First Liberty, the Texas-based public interest law firm representing what it said were “dozens of U.S. Navy SEALs and other Naval Special Warfare personnel” opposed to the Pentagon’s vaccine mandate, said the move protects the personnel from punishment for seeking a religious exemption.
“The latest count is well over 1,000 medical and administrative exemptions granted, but not a single religious exemption,” Mike Berry, First Liberty’s general counsel, said in a telephone interview.
He called that figure “almost impossible” to believe.
“I literally have never heard of any such thing in my entire life or professional career. But I think it shows that this is really rooted in religious hostility, and in a political agenda,” he added.

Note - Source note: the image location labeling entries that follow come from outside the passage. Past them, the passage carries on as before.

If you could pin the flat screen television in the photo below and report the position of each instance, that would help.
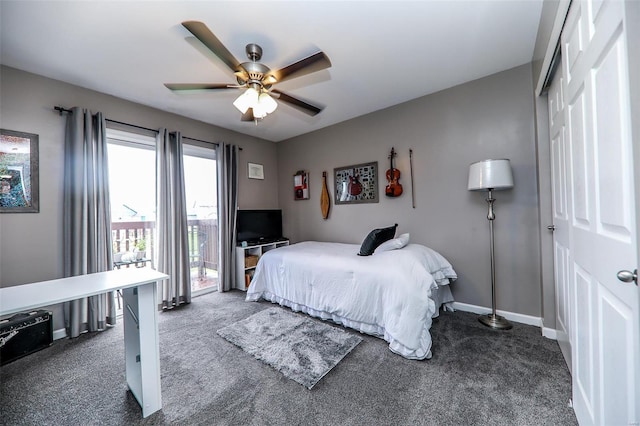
(255, 226)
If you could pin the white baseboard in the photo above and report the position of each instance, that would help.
(550, 333)
(511, 316)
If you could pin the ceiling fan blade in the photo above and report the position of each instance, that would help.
(204, 34)
(297, 103)
(248, 116)
(308, 65)
(198, 86)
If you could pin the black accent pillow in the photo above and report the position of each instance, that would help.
(375, 238)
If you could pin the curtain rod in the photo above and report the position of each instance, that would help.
(63, 109)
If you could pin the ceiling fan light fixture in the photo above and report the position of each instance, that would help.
(247, 100)
(267, 102)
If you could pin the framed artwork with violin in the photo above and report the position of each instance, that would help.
(356, 184)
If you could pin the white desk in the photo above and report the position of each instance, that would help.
(139, 290)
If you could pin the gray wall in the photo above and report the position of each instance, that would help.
(488, 118)
(31, 243)
(632, 10)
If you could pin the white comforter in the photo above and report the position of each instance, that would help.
(387, 294)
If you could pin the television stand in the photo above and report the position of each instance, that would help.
(247, 259)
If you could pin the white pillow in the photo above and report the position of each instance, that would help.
(394, 244)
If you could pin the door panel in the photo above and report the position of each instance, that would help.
(561, 253)
(602, 239)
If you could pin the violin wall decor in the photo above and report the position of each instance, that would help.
(301, 185)
(393, 188)
(356, 184)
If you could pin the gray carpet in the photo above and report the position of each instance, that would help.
(301, 348)
(477, 376)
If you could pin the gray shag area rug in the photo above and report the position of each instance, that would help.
(301, 348)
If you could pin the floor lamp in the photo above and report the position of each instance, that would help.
(491, 175)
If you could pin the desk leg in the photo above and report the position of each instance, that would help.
(142, 356)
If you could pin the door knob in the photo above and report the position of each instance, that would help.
(628, 276)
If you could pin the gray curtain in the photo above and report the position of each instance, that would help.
(87, 218)
(227, 211)
(172, 247)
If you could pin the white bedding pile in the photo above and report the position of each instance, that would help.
(388, 295)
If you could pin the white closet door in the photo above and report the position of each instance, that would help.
(604, 323)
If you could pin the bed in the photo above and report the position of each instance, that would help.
(391, 294)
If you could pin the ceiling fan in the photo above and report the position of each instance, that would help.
(258, 80)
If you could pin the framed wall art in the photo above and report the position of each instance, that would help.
(19, 183)
(255, 171)
(357, 183)
(301, 185)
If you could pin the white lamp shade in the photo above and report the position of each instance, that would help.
(490, 174)
(247, 100)
(267, 102)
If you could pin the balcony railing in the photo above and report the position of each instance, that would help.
(202, 237)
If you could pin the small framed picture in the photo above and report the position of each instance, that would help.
(19, 184)
(256, 171)
(357, 183)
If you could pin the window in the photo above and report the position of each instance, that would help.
(132, 165)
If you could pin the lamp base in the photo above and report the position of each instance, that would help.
(495, 321)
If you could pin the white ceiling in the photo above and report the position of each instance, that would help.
(383, 53)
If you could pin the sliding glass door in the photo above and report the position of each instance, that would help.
(202, 210)
(132, 165)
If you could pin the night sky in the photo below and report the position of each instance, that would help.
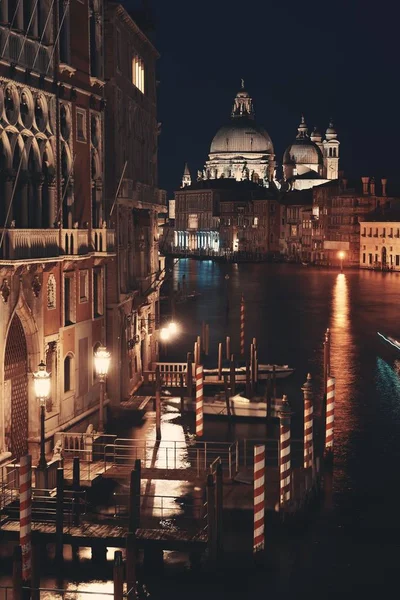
(322, 59)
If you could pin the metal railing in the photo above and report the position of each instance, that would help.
(196, 456)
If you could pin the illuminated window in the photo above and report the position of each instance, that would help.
(80, 125)
(138, 72)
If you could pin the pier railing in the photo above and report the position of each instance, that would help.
(196, 456)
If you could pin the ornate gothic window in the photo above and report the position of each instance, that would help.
(51, 292)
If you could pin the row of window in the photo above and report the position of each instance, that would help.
(394, 259)
(391, 232)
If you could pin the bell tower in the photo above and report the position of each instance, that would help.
(331, 153)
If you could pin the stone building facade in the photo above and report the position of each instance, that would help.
(54, 241)
(134, 201)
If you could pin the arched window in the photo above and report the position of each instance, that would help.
(69, 373)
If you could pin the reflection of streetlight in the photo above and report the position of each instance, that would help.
(341, 255)
(42, 390)
(101, 364)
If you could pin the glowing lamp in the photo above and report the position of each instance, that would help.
(102, 361)
(42, 383)
(164, 334)
(173, 328)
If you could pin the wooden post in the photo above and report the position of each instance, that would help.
(158, 403)
(138, 484)
(118, 576)
(248, 387)
(76, 482)
(35, 582)
(252, 367)
(274, 383)
(131, 565)
(233, 376)
(226, 388)
(219, 510)
(228, 347)
(60, 516)
(134, 501)
(17, 573)
(189, 375)
(211, 521)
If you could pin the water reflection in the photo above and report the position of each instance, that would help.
(342, 365)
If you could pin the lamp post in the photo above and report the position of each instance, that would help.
(341, 255)
(101, 363)
(42, 390)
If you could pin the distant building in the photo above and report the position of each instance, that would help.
(134, 201)
(54, 239)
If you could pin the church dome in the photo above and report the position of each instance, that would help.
(303, 150)
(242, 135)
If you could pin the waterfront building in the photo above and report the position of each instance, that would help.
(133, 200)
(54, 240)
(337, 209)
(295, 232)
(380, 237)
(310, 161)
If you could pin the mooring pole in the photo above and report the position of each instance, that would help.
(207, 339)
(76, 482)
(211, 520)
(219, 510)
(228, 347)
(118, 576)
(131, 565)
(17, 573)
(219, 361)
(189, 375)
(60, 516)
(158, 403)
(233, 376)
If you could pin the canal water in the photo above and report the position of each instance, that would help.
(351, 547)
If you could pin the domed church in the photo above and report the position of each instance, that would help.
(241, 149)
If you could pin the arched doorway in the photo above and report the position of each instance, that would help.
(384, 257)
(16, 389)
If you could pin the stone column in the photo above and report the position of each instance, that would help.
(4, 12)
(52, 203)
(38, 209)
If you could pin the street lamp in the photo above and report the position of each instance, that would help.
(101, 364)
(42, 390)
(341, 255)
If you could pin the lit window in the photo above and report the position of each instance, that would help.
(80, 125)
(83, 286)
(138, 72)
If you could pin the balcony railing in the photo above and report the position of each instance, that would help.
(25, 52)
(103, 240)
(27, 244)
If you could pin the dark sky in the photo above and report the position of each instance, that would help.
(338, 58)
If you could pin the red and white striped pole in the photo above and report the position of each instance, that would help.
(259, 498)
(242, 326)
(330, 417)
(284, 452)
(308, 442)
(199, 400)
(25, 515)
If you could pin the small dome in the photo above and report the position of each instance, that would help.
(315, 135)
(242, 135)
(303, 151)
(331, 133)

Mr. Berry said that “religion and religious freedom enjoys the highest level of protection in our constitutional order,” and “the Department of Defense and the Biden Administration has been quite flamboyant about their unconstitutional actions when they have clearly treated religious accommodation requests far less favorably than they have treated medical and administrative exemption requests.”
In his opinion, Judge O’Connor, appointed in 2007 by President George W. Bush, said the plaintiffs satisfied the law’s requirements for a preliminary injunction — the case is likely to succeed on the merits, has demonstrated a substantial threat of irreparable harm, has shown the “balance of hardships” is in their favor, and an injunction “will not disserve the public interest.”
The judge also said the Navy’s willingness to grant exemptions to the vaccine for service members participating in clinical trials as well as those with medical issues and vaccine allergies while excluding religious objectors, means the policy is “underinclusive.”
Mr. Berry said “the ball is really in the Navy’s court” on whether the service will appeal the injunction or even ignore it.
“I hope that maybe this is a wake-up call to our national leaders and to the Pentagon, that religious freedom and our First Amendment rights as servicemembers can never take a back seat when it comes to other rights or other issues,” he added. “We have to be a nation that fulfills the full promise of the First Amendment; and people serving in the military — people who have sworn an oath to defend that very First Amendment — they should be treated no differently.”